I suspect one factor behind how fast GPIO can run is what the peripheral clock is running at. The peripheral clock for GPIOD runs from APB2, which sources its clock from AHB, a.k.a. HCLK. This might be subdivided from the main SYSCLK, and not running at the full speed. We don't know what OP's clock configuration is, but it seems they are using the Arduino framework, so if they're running the
official WCH one, then we can possibly eliminate this as a problem because the WCH HAL code, when setting up for 48 MHz operation (regardless of whether HSI or HSE oscillator source), sets HPRE, the AHB prescaler, to divide-by-1 (i.e. undivided).
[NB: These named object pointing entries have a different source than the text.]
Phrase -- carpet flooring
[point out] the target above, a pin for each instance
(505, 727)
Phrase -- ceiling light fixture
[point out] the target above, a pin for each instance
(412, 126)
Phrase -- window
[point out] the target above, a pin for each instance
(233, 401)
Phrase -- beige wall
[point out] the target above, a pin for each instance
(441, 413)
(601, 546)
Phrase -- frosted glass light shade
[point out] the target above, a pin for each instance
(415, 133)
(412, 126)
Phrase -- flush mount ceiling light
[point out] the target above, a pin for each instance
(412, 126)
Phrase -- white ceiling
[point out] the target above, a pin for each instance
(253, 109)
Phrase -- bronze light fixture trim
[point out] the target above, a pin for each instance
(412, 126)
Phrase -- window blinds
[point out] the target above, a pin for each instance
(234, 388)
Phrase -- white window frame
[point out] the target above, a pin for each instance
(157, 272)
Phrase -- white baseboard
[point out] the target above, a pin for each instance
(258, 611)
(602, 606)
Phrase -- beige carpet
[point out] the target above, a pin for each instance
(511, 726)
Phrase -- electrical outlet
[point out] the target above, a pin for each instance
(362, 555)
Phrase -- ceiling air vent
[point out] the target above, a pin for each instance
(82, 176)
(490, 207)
So OP may already have HCLK as fast as it can go.
1) write to GPIOD->BSHR takes more than one instruction, check the compiler output to see exactly what; but it usually involves loading the constant from memory and writing it to another address
Assuming the GPIOD base address has already been loaded into a register, yes, it takes two instructions to set BSHR: one to load the literal value into a register, and a second to write that value to the register.
li a1,0x8
sw a1,16(a0) ; GPIOD base addr already in in A0
However, if the compiler is being sensible, then with a simple scenario like OP's benchmark where a pin is simply being toggled in a loop by assigning constant values to BSHR, the compiler will put the
li loading instructions outside the loop, so in effect only a single instruction is needed to set the GPIO pin. I seem to recall there was a thread discussing this recently.
You may also want to try relocating time-critical code into the SRAM. This way you will not be incurring flash wait state penalty.
Yeah, running at 48 MHz necessitates 1 wait state for flash access.